Di ruang keluarga, nenek tersenyum sambil merajut sebuah rompi berwarna merah hati. Setia menemaninya cangkir teh yang masih mengepul di atas meja, juga samar-samar suara biduan dari dalam layar televisi.
Dia terlihat sangat menikmati senja itu, walaupun dia lupa apa yang membuatnya tersenyum dan untuk siapa persisnya rompi rajut itu dibuatnya.

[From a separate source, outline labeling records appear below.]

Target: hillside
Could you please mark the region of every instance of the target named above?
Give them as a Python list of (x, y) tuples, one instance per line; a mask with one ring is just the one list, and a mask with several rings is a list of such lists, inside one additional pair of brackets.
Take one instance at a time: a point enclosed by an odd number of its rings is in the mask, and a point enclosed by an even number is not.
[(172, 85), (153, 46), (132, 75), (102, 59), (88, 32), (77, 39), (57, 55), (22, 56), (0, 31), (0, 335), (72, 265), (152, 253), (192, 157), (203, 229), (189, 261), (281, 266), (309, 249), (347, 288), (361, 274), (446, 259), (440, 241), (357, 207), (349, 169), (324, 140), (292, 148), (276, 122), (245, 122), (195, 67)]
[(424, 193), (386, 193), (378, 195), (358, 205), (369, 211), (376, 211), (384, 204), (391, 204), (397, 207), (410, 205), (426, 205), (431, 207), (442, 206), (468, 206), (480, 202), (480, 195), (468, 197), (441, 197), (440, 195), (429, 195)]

Tiga puluh tahun lalu, dia meratapi kepergian suaminya ke surga. Saat itu garis-garis usia di wajahnya masih samar, begitu pula dengan garis-garis usia di wajah sang suami. Bukan. Dia bersedih bukan karena tidak bisa menerima kepergian sang suami yang begitu cepat.
Dia justru ikhlas karena dengan mata kepala sendiri dia sudah melihat bagaimana virus penyebab pendemi itu menggerogoti paru-paru dan semangat hidup suaminya. Dia ikhlas karena tidak ingin melihat suaminya hidup seperti mati lebih lama lagi.
Yang membuatnya bersedih adalah dia tidak sempat menunaikan permintaan terakhir sang suami. Beberapa saat sebelum sakit, dia meminta sang istri membuatkan sebuah rompi rajut. Bukan permintaan sulit sebenarnya, karena sang istri cukup mahir untuk urusan keterampilan tangan itu.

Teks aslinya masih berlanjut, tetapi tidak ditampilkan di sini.